Im new to the site and seeking some support an maybe someone to chat to who knows what im going through. Heres my story, bare with me
So i have a son, almost 2. His labour was 9 hours long and ended in the crash team getting him out via episiotomy and ventous. He had the cord round his neck twice due to me having a super long cord.
I have, 8 weeks ago, had my daughter who was born after an emergency section due to a cord prolapse. It was all so quick. They discoverd my prolapse at 13.19pm and my daughter was born at 13.24.
She was taken away for 3 hours to be tested on then my husband had her, i woke up around 5 hours after the op.
I then was told that as it happend so quick, the surgeons etc didnt have time to scrub up so there fore i was going to be kept in for a week on iv antibiotics so i didnt get a wound infection however 2 days later a consultant said id be fine and discharged me, no oral antibiotics! Low an behold, had my staples removed on day 5 an the section wound came apart and showed signs of infection. Ive since had 2 infections and, 2 months on, the wound is still open and unbelievably sore and i have a district nurse visit my house everyday and they have to open up my wound an pack the inside with this sponge like stuff that encourages it to heal from the inside out. This is pure torture and absolute agony and i scream an push the nurse away.

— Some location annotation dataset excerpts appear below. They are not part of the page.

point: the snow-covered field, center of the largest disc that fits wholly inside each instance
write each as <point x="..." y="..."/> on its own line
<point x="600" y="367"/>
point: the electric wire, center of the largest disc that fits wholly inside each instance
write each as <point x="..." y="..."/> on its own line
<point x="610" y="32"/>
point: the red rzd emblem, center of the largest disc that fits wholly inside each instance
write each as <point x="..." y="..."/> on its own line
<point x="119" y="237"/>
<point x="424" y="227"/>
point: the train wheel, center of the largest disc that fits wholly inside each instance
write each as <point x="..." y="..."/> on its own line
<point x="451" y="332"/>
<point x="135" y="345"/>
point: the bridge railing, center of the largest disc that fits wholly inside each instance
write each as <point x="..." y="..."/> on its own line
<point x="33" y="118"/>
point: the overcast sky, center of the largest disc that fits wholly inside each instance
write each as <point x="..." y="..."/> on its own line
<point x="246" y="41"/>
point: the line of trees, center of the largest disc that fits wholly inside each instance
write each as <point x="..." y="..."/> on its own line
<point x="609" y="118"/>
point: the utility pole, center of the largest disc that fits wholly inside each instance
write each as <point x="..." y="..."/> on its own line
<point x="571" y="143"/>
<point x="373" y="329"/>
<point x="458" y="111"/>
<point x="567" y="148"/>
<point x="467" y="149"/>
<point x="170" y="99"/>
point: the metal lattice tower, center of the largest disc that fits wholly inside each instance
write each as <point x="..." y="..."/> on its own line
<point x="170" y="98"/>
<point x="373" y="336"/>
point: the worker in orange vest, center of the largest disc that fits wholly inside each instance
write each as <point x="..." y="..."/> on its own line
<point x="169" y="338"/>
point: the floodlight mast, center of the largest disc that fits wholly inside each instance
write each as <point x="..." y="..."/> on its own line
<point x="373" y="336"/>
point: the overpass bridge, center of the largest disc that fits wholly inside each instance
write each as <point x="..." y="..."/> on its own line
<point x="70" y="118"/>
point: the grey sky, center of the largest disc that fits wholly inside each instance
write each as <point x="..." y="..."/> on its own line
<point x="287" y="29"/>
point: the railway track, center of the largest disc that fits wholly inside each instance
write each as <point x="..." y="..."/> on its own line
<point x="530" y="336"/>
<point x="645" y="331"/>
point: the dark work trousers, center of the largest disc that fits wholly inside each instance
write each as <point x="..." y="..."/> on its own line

My poor son cries when the nurse comes (husband works so i lay on sofa to have it done as i cant leave the kids on their own).
Im starting to feel really down. I feel sad i never saw my daughter born, i never got that first special hold or skin to skin, i have a photo of holding her when i woke up an cant remember it, they cut open my daughters head with the scalpol trying to get her out as they were rushing (glad they did as she would of died otherwise) and thats now scarred although its on her hair line so wont be noticed as her hair grows, im in constant pain everyday with my wound, its always sore, i shake an get nervous when the nurse arrives because i know how painful it will be when she packs it, i cant even look at my tummy because i can see where its open, can litrally use my two fingers to separate it, its disgusting.
Worst part is, a cord prolapse is very rare but ive been told that if my waters had of broken when i had my son (they did only when his head was born), i would of ended up having a cord prolapse with him (my waters broke as i arrived to hospital with my daughter) which is why it instead ended up round his neck and that i had a prolapse this time due to another long cord which is obviously a problem i have and means i will need sections for future babies as the risk of natural birth is too high. Im glad in a way as id never risk a natural birth again but with all the problems im having still with my wound, the thought of another section terrifies me an puts me off wanting more children in future even though ive always been adamant id have 4 children. Having a cesarean was painful enough but having it packed is on a whole other level. Ive been having it packed for 3 weeks now an was told when it was done today, that its not healing/closing so they have had to change what they pack it with and its even more painful. I couldnt walk properly afterwards.
Its so hard. I have a nearly 2yo who i want to play with, jump and roll around with and an 8 week old baby to look after and the pain makes it so difficult.
I cant be the only one going through this? I feel so alone and down right now. Ive spoken to my health visitor about how im feeling and shes coming to see me again next week and wants me to go see my gp too. I think i need to if im honest. But the thought of ending up on tablets for my mood makes me feel even more depressed.
Have any of you ladies been through or going through the same??
If you got to the end of this post then i take my hat off to you! Thank you for reading it all. Be great to hear from someone who can relate and i can chat to about things.